In Vitro Potentiation of Doxorubicin Cytotoxicity Utilizing Clarithromycin Loaded-PEGylated Liposomes

Background: Doxorubicin (DOX) is a potent chemotherapeutic agent for breast cancer, but its effectiveness is often diminished by resistance mechanisms, particularly through p-glycoprotein (P-gp) mediated drug efflux. Clarithromycin (CAM), a macrolide antibiotic, inhibits multiple metabolic pathways including CYP3A and P-gp, potentially countering DOX resistance. Objective: This study aimed to evaluate the potentiation of DOX and its effectiveness against the MCF-7 breast cancer cell line by encapsulating both DOX and CAM in PEGylated liposomes. Methods: PEGylated liposomes containing DOX and CAM were prepared using the thin film hydration method. The physicochemical properties of the liposomes, including average particle size, polydispersity index (PDI), and zeta potential, were characterized. Encapsulation efficiencies for CAM and DOX were assessed, and stability of the liposomes was evaluated over 9 days at room temperature.
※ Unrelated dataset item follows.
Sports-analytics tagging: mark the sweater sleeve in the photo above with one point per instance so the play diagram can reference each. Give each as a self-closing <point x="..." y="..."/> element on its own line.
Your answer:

Cell viability was measured using an IC50 assay, and P-gp expression levels were determined by ELISA. Results: The CAM/DOX-PEGylated liposomes exhibited optimal average particle size (238 +/- 26.7 nm), PDI (0.29 +/- 0.107), and zeta potential (-20.9 +/- 2.17 mV). These liposomes maintained good stability regarding size and charge over 9 days. Encapsulation efficiencies were 81.05% for CAM and 78.13% for DOX. The IC50 value for CAM/DOX-PEGylated liposomes was 0.13 mu M, representing a significant reduction compared to the physical mixture of CAM and DOX (0.25 mu M) and free DOX (0.21 mu M) against MCF-7 cells. ELISA analysis showed a reduction in P-gp expression of approximately 5% with CAM/DOX-PEGylated liposomes compared to 1.61% with free DOX. Conclusion: The results indicate that CAM encapsulated in PEGylated liposomes enhances the effectiveness of DOX against breast cancer cells, likely through the inhibition of p-glycoprotein. This approach may offer a promising strategy to overcome DOX resistance and improve chemotherapy outcomes.